The contradictory position of the comrades arises out of the notion that questions concerning women in the realm of sex, beauty, and so on transcend class lines. The discussion, therefore, is taking place in an abstract void, apart from history and the class struggle. This notion arises out of the bourgeois myth that the needs of all women in the realm of sexual beauty are identical for all classes of women because of their common identity as women.

This is completely false. The class distinctions between women transcend their sex identity as women. This is above all true in modern capitalist society, the epoch of the sharpest polarization of class forces.

The woman question cannot be divorced from the class question. Any confusion on this score can only lead to erroneous conclusions and setbacks. It will divert the class struggle into a sex struggle of all women against all men.

Historically, the sex struggle was part of the bourgeois feminist movement of the last century. It was a reform movement, conducted within the framework of the capitalist system, and not seeking to overthrow it. But it was a progressive struggle in that women revolted against almost total male domination on the economic, social, and domestic fronts. Through the feminist movement, a number of important reforms were won for women. But the bourgeois feminist movement has run its course. …

[A]s capitalism developed, there arose an enormous expansion of the productive machine and with it the need for a mass market. Since women represent half the population, profiteers in “beauty” eyed this mass and lusted to exploit it for their own purposes. And so the fashion field was expanded out of the narrow confines of the rich and made socially obligatory upon the whole female population.

Now, for the first time, class distinctions were covered over and concealed behind sex identity, to serve the needs of this sector of big business. And the bourgeois hucksters began grinding out the propaganda: All women want to be beautiful. Therefore all women have the same interest in cosmetics and fashions. Beauty became identical with fashion and all women were sold on their common “needs and wants” for these fashions.

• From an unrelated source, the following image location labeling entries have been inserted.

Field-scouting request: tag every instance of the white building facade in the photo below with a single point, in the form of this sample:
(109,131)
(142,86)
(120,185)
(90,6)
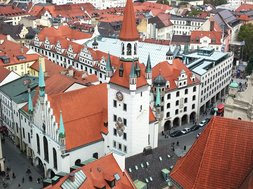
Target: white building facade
(214,70)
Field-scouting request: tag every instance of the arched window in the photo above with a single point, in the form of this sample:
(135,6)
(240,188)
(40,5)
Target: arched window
(129,49)
(45,148)
(38,143)
(123,48)
(135,48)
(55,158)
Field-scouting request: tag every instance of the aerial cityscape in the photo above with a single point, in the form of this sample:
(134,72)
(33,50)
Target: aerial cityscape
(100,94)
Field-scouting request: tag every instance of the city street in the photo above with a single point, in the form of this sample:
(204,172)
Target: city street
(18,164)
(184,140)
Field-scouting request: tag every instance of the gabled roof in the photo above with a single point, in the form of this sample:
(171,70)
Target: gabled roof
(244,7)
(3,73)
(83,113)
(97,172)
(213,35)
(124,80)
(220,158)
(171,72)
(129,30)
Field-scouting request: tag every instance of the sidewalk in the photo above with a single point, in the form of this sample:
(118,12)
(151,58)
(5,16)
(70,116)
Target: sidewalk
(18,164)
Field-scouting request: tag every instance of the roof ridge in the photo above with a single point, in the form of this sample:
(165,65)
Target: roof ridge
(205,149)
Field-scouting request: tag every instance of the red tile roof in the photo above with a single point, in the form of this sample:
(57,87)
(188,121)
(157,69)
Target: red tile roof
(128,30)
(244,7)
(171,72)
(82,125)
(98,172)
(62,32)
(10,10)
(3,73)
(213,35)
(124,80)
(220,158)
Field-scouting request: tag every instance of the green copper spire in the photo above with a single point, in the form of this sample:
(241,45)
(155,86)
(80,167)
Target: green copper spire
(108,63)
(41,81)
(158,97)
(186,49)
(61,129)
(30,103)
(148,66)
(133,71)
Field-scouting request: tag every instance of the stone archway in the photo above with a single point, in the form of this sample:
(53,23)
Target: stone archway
(39,165)
(167,125)
(50,173)
(193,117)
(184,119)
(176,122)
(78,162)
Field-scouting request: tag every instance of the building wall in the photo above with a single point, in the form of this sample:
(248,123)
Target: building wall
(215,80)
(136,115)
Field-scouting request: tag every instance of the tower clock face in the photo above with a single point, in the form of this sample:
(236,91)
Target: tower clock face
(119,96)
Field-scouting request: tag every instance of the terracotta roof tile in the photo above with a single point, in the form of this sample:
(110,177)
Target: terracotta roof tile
(97,172)
(171,72)
(4,73)
(124,80)
(128,30)
(213,35)
(82,125)
(220,158)
(244,7)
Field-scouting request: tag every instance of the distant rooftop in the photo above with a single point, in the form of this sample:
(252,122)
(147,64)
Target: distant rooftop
(157,52)
(204,58)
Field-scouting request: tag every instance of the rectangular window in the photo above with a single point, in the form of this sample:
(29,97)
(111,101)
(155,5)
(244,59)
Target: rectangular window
(125,121)
(114,118)
(120,146)
(125,136)
(125,149)
(114,132)
(114,144)
(115,103)
(125,107)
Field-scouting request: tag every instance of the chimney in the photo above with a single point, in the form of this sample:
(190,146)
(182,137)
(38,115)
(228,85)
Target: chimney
(42,62)
(72,177)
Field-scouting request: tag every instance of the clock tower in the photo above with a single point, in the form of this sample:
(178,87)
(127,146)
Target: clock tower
(128,94)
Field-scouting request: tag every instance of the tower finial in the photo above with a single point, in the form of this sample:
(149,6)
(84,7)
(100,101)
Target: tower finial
(41,82)
(61,129)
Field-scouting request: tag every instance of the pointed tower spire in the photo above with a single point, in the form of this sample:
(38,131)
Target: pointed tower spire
(30,103)
(128,30)
(109,70)
(61,129)
(41,82)
(158,97)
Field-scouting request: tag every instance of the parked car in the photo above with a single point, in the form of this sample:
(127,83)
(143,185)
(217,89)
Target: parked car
(186,130)
(194,127)
(176,133)
(198,135)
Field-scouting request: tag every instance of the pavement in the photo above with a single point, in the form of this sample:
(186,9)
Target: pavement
(186,140)
(18,164)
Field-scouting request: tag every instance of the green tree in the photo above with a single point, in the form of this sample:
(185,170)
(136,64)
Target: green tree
(246,35)
(249,67)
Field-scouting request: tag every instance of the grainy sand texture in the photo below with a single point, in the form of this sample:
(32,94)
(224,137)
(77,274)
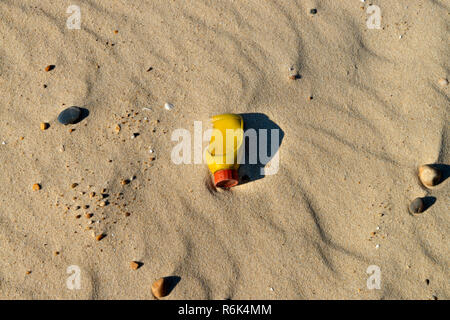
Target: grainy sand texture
(359,109)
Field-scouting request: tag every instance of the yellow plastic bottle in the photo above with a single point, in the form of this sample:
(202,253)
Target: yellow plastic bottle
(224,150)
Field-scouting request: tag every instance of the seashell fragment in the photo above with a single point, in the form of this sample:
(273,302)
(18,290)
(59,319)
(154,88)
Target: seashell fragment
(429,176)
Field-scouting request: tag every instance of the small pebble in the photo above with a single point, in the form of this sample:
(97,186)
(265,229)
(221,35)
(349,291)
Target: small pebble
(44,126)
(168,106)
(443,82)
(159,288)
(416,206)
(135,265)
(100,236)
(70,115)
(429,176)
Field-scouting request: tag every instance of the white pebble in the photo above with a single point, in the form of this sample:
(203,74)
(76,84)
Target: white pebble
(168,106)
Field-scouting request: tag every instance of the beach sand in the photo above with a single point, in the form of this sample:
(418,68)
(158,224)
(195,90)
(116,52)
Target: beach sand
(366,110)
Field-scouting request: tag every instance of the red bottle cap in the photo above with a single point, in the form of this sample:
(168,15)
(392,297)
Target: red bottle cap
(226,178)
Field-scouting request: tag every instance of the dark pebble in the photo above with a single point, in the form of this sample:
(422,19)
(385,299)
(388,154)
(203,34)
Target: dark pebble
(417,206)
(70,115)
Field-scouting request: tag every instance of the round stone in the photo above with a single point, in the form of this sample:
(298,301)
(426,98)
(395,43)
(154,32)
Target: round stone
(70,115)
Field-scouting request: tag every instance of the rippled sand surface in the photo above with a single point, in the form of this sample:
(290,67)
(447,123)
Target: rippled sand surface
(366,111)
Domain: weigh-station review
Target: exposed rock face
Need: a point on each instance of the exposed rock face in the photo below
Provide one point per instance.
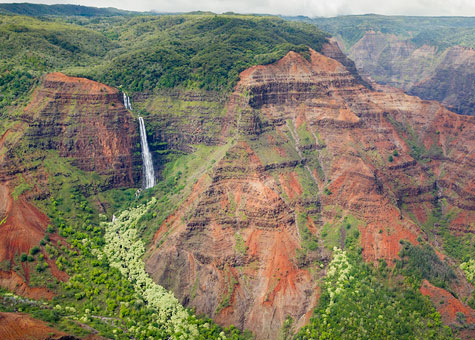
(452, 82)
(313, 146)
(426, 71)
(80, 119)
(86, 121)
(16, 326)
(180, 119)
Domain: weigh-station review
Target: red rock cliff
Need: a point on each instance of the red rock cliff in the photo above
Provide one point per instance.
(313, 146)
(86, 121)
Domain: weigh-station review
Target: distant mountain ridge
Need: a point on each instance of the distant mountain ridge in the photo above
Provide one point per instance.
(61, 10)
(430, 57)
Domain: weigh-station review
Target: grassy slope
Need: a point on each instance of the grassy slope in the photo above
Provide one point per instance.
(437, 31)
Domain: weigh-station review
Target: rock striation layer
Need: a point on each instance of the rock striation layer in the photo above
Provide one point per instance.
(313, 145)
(85, 121)
(429, 72)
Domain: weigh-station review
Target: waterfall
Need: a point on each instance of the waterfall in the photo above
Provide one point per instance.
(146, 157)
(127, 104)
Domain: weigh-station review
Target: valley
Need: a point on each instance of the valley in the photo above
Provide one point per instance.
(202, 176)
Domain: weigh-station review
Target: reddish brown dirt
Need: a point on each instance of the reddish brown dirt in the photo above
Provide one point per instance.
(447, 305)
(291, 185)
(18, 326)
(358, 130)
(24, 227)
(87, 121)
(15, 283)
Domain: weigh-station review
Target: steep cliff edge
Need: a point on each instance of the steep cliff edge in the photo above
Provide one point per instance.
(73, 135)
(314, 149)
(85, 121)
(452, 82)
(430, 72)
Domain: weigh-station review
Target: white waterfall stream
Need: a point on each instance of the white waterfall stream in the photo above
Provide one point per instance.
(146, 157)
(149, 174)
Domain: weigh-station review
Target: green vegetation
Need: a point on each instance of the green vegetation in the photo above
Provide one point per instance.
(435, 31)
(170, 51)
(360, 302)
(421, 262)
(62, 10)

Today, billions are coined out of every department in the fashion field; cosmetics, clothes, hairdos, slenderizing salons, beauty salons, jewelry, fake and real, and so on. Beauty, it was discovered, was a very flexible formula. All you had to do to become rich was to discover a new aid to beauty and convince the whole population of women that they “needed and wanted” this aid. …

Thus, when the comrades defend the right of women to use cosmetics, fashions, etc., without clearly distinguishing between such a right and the capitalist social compulsion to use them, they have fallen into the trap of bourgeois propaganda. Even worse, as the vanguard of women, they are leading the mass of women into this fashion rat race and into upholding and perpetuating these profiteers, exploiters, and scoundrels.

It is contended that so long as capitalism prevails, we must abide by these cosmetic and fashion decrees. Otherwise, we will be left behind in the economic and social rear. This is true. We must give at least a token recognition of the harsh reality.

But this does not mean that we must accept these edicts and compulsions complacently, or without protest. The workers in the plants are often obliged to accept speedups, pay cuts, and attacks on their unions. But they always and invariably accept them under protest, under continuing struggle against them, and in a constant movement to oppose their needs and will against their exploiters.

The class struggle is a movement of opposition, not adaptation, and this holds true not only of the workers in the plants, but of the women as well, both workers and housewives. It is because the issues are more obscured in the realm of the women as a sex that some of our own comrades have fallen into the trap of adaptation. In this respect we must change our course. Let us begin to demonstrate, through history, that the modern fashion standard of beauty is not a permanent fixture, and that the working woman can and should have something to say about it.